Sakhi, Subhalaxmi, and the Rise of Women Entrepreneurs
At Vedanta Aluminium, the Subhalaxmi Co-operative in Jharsuguda, Odisha, supports nearly 5,000 women across more than 400 self-sustained and self-managed self-help groups (SHGs) with access to microfinance, group savings, and enterprise training. Whether it's tailoring or setting up kirana shops, the goal is to convert skill into income and collective confidence.
The Sakhi programme in Odisha’s Lanjigarh also supports women by facilitating training and market linkages for their products. In 2016, the project led to the formation of the Shaktimayee Foundation. Sakhi initiatives include structured training, seed funding support, and even digital commerce exposure, enabling local women to expand beyond seasonal or subsistence work.
Sakhi and Microenterprises at Hindustan Zinc
Hindustan Zinc’s Sakhi programme in Rajasthan and Uttarakhand aims to empower women economically and socially by fostering financial independence through sustainable grassroots institutions like federations, village organisations, Self-Help Groups (SHG), Micro Enterprises, and FPOs. The project offers leadership platforms and membership to rural women, promoting entrepreneurship and ownership through brands such as ‘Upaya’ for apparel, ‘Daichi’ for food products, and ‘Gauam’ for dairy items. The model includes collective procurement, branding support, and market access, proving that even in traditionally male-dominated geographies, women can drive economic momentum. The initiative has provided over ₹1,000 Mn in credit, generating ₹100 Mn in interest for community growth.
Project Unnati, Jivika and TARA: Sector-Specific Upskilling
In Chhattisgarh, BALCO’s Project Unnati is helping women achieve socio-economic progress by building capacity and enabling self-reliant income-generating activities. Women have been taught product development and sales & marketing strategies through 15 exposure visits with their products displayed at IIT BHU, State Mining Minister’s Conference, and Vedanta Dilli Haat Cultural Festival.
Similarly, Project Jivika at ESL Steel Limited supports women in with livelihood diversification training, focussing on various targetted interventions such as textile trade, mushroom cultivation, phenyl production, and bamboo crafts. Over a span of 3 years, this ambitious project has set a target of empowering 200 self-help groups (SHG) and positively impacting the lives of 2,000 women.
TSPL Action for Rural Ajeevika, or Project TARA by Vedanta Power, in collaboration with the Punjab State Rural Livelihood Mission (PSRLM), is dedicated to transforming the lives of over 2,100 rural women from 20 villages. It focusses on empowering women through comprehensive skill development, financial literacy, and access to vital resources to establish and sustain their businesses.

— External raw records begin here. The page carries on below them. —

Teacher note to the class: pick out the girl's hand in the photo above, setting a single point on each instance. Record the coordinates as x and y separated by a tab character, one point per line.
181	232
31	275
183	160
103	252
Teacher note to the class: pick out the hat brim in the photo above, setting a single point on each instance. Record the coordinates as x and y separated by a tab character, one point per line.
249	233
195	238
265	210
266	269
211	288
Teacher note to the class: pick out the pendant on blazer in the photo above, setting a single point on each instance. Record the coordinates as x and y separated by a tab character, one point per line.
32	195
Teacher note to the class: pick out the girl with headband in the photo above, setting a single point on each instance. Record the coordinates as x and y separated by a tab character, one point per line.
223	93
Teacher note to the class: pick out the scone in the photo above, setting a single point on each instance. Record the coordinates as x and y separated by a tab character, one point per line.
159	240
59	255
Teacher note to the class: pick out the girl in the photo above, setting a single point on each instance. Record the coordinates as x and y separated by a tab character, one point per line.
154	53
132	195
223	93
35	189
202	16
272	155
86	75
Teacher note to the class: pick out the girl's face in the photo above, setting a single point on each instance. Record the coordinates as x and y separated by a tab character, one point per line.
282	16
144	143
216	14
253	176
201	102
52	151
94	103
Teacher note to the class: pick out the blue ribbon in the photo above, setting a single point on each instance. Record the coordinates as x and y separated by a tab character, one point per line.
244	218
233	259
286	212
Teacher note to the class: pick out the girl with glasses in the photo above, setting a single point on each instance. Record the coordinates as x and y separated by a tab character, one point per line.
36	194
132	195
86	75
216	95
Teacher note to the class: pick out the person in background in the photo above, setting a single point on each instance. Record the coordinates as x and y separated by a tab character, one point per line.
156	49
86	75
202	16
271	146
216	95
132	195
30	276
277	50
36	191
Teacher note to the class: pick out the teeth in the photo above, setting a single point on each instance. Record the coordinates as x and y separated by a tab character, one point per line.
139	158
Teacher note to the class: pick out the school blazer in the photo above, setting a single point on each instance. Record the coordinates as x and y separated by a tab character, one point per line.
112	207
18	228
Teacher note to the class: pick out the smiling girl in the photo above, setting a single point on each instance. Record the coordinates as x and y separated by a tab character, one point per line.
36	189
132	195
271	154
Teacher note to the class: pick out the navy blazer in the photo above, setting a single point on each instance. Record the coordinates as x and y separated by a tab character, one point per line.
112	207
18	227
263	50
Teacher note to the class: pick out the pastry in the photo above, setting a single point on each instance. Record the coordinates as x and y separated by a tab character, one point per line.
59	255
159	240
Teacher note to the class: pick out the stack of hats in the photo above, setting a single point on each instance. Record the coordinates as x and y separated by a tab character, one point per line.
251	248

Through these diverse initiatives, Vedanta is not only supporting women to learn skills or start enterprises, but also dismantling systemic barriers, creating pathways to leadership, and embedding gender equity into the heart of economic progress.
The ambition is clear: move beyond representation to transformation. When women gain access to tools, training, and trust, they don’t just earn, they lead. And when they lead, entire communities follow.